In our study, we have made several preprocessing choices that have potential implications on the results. For instance, we have implemented a filter to consider only spots with total read counts greater than or equal to 1000. This decision ensures that we focus on spots with sufficient information, reducing the impact of noise in our data. However, we acknowledge that altering this threshold could potentially affect the results, and further investigation into the optimal threshold could be beneficial. Additionally, we have applied a logarithmic transformation to the count data, a common normalization technique in gene expression analysis, to stabilize the variance and make the data more normally distributed. We also selected the top 250 genes based on their mean expression across all spots, a decision that reduces the dimensionality of the data and focuses on the most informative genes. These preprocessing choices, including the number of genes to keep, are hyperparameters of our pipeline. While these were chosen based on empirical observations and literature recommendations, we did not perform systematic hyperparameter optimization in this study. We acknowledge that different choices of these hyperparameters could potentially impact the results, and future work could explore the effects of these hyperparameters in more detail.

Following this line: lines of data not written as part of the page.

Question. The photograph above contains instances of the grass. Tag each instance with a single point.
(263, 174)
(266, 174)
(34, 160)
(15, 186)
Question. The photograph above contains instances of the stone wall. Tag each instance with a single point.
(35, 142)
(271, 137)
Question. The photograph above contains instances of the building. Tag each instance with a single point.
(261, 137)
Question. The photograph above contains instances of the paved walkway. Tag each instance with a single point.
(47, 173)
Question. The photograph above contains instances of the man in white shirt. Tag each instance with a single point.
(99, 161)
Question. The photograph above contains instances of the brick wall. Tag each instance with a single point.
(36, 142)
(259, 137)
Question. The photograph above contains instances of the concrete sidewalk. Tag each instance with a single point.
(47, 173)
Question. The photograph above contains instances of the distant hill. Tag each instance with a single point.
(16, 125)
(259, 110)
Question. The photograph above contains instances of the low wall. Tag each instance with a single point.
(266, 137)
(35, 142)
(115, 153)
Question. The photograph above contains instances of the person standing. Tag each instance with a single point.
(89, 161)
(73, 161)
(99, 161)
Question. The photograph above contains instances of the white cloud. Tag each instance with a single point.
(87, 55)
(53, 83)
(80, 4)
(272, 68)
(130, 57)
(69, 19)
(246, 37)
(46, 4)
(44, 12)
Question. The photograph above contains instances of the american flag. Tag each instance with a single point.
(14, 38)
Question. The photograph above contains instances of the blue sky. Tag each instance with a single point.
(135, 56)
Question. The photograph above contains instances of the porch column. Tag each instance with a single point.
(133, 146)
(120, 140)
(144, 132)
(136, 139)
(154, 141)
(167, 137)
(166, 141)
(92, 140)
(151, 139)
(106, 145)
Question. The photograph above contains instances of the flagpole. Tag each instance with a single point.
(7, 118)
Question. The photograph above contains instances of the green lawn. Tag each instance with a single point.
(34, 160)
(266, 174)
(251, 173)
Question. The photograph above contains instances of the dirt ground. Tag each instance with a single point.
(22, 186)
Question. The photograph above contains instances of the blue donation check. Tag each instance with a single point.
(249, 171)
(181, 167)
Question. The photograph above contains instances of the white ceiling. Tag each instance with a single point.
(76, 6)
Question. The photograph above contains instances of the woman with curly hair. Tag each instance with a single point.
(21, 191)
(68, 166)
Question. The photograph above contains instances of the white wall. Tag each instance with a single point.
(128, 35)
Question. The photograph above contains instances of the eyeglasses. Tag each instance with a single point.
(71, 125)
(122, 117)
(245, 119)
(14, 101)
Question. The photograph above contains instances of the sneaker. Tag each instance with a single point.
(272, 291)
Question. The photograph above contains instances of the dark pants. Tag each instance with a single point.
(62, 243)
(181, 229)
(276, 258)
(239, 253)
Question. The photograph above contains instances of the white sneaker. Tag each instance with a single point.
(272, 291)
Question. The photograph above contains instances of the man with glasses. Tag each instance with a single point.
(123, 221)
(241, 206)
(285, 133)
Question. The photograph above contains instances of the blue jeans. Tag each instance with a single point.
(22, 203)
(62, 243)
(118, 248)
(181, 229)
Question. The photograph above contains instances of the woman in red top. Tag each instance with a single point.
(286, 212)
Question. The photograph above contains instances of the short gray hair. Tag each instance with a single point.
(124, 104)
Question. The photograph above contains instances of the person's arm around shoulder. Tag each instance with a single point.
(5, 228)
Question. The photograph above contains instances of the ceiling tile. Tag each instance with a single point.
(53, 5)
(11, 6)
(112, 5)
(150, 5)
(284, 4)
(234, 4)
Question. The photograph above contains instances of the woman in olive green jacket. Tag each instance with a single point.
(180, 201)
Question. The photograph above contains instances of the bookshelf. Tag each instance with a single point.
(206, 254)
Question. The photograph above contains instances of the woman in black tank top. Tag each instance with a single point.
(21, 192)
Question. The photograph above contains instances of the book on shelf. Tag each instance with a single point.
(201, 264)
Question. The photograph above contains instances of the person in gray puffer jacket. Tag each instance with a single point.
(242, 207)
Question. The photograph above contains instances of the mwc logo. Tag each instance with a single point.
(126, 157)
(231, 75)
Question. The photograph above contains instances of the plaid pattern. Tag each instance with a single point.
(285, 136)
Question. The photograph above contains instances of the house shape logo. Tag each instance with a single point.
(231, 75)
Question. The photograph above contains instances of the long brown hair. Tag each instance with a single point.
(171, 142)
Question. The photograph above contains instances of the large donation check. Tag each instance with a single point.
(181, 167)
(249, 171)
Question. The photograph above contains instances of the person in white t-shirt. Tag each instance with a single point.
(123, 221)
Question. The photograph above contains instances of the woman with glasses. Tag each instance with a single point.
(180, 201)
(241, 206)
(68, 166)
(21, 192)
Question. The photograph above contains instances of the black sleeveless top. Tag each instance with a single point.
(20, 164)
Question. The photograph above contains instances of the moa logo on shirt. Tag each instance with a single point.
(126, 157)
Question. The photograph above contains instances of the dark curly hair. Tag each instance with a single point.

In comparison to the first method in this area, ST-Net16, our BrST-Net framework improved the gene expression prediction performance quite substantially. We have completely trained the most recent state-of-the-art CNN models and transformers and compared their performances on the ST dataset, while ST-Net employed a DenseNet trained on natural images (such as cats, dogs, and flowers), which may not be optimal for histopathology. In our suggested approach, in addition to the core network, an auxiliary network is added to predict the remaining genes. The auxiliary loss helps reduce the fading gradients problem and stabilizes and regularises the training. Whereas ST-Net can predict only 102 genes with positive correlation, our framework was able to predict 237. ST-Net revealed the top-5 predicted genes with a median correlation coefficient value of (0.34, 0.33, 0.31, 0.30, and 0.29), and for smoothed data (0.49, 0.50, 0.50, 0.52, and 0.43). In contrast, with our framework using EfficientNet-b0 with the proposed AuxNet, we could predict 24 genes with a median correlation coefficient greater than 0.50, which represents a considerable increase in performance.

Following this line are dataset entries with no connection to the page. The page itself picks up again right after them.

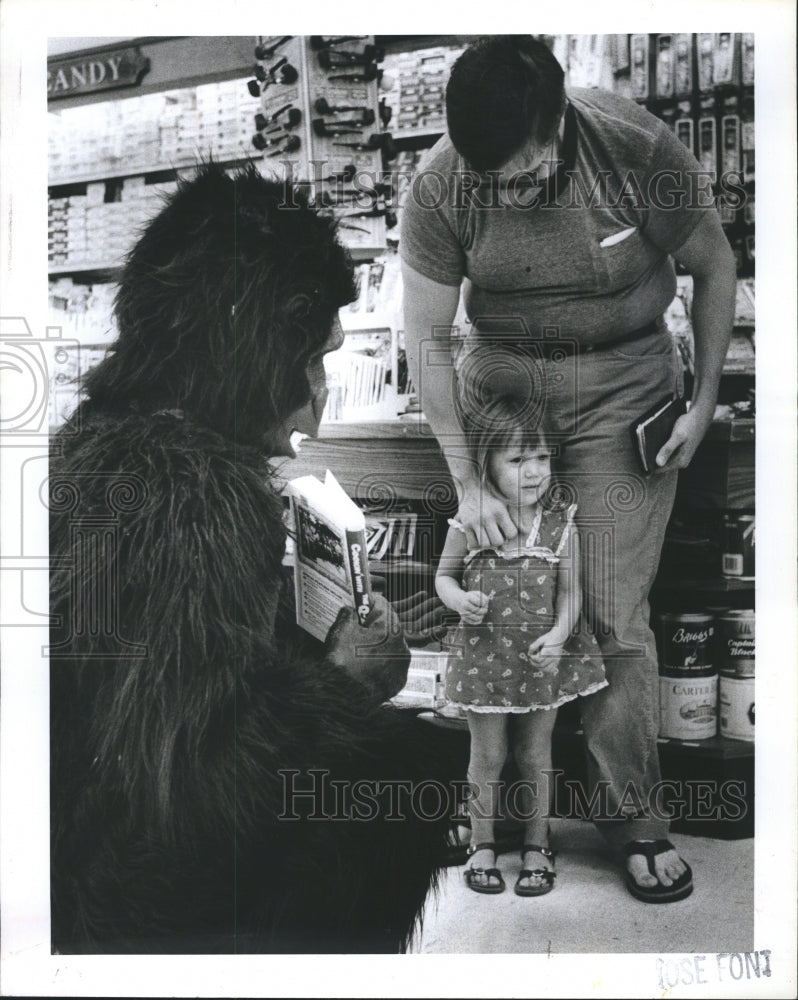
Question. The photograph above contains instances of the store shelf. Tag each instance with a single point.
(88, 273)
(691, 588)
(167, 171)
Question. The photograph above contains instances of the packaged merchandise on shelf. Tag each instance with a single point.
(166, 129)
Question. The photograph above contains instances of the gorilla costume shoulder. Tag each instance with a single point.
(218, 784)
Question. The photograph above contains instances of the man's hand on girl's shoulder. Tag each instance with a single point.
(485, 519)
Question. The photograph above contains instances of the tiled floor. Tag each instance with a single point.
(590, 909)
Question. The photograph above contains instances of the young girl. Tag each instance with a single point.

Notwithstanding the merits of BrST-Net, there is still much room for further study and development in this field. To mitigate the risk of overfitting and to ensure the robustness and generalizability of our model, we employed a rigorous out-of-fold cross-validation strategy on 22 out of the 23 patients. This strategy ensures that our model is not overly reliant on a specific subset of the data and can generalize well to unseen data. However, we recognize that the generalizability of our model can be impacted by various factors in practical scenarios, including data acquisition techniques. Nevertheless, it is worth noting that the BrST-Net framework holds potential for implementation on a large-scale dataset, which can lead to improved performance and further enhance the model’s generalizability. As is well known, deep learning methods require a large dataset to obtain good results. Thus we expect future studies using larger datasets to increase the prediction performance and robustness of the models. A richer dataset from a larger number of patients would also expand our framework’s generalisability. Because each model has unique performance characteristics, combining two or more models can be beneficial. Also, it may be possible to do further gene expression filtering and model training for predicting target gene expression. There is a need to further improve the number of genes predicted with high correlation, which are of established relevance in cancer biology and treatment. In the meantime, BrST-Net could serve as an inexpensive and fast high-throughput screening tool for large numbers of patient samples to direct downstream definitive molecular analyses.